Mark sat for a long while at the open window of his room until the moon had passed on her way and the quadrangle was in shadow; and while he sat there he was conscious of how many people had inhabited this small quadrangle and of how they too had passed on their way like the moon, leaving behind them no more than he should leave behind from this one hour of rapture, no more than the moon had left of her silver upon the dim grass below.
Mark was not given to gazing at himself in mirrors, but he looked at himself that night in the mirror of the tiny bedroom, into which the April air came up sweet and frore from the watermeadows of the Cherwell close at hand.
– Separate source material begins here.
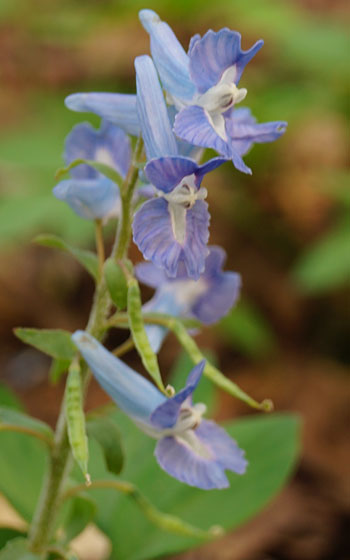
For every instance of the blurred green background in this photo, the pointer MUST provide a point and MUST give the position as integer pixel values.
(286, 229)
“What will you do now?” he asked his reflection. “Yet, you have such a dark ecclesiastical face that I’m sure you’ll be a priest whether you go to Oxford or not.”
Mark was right in supposing his countenance to be ecclesiastical. But it was something more than that: it was religious. Even already, when he was barely eighteen, the high cheekbones and deepset burning eyes gave him an ascetic look, while the habit of prayer and meditation had added to his expression a steadfast purpose that is rarely seen in people as young as him. What his face lacked were those contours that come from association with humanity; the ripeness that is bestowed by long tolerance of folly, the mellowness that has survived the icy winds of disillusion. It was the absence of these contours that made Mark think his face so ecclesiastical; however, if at eighteen he had possessed contours and soft curves, they would have been nothing but the contours and soft curves of that rose, youth; and this ecclesiastical bonyness would not fade and fall as swiftly as that.
Mark turned from the glass in sudden irritation at his selfishness in speculating about his appearance and his future, when in a short time he should have to break the news to his guardian that he had thrown away for a kindly impulse the fruit of so many months of diligence and care.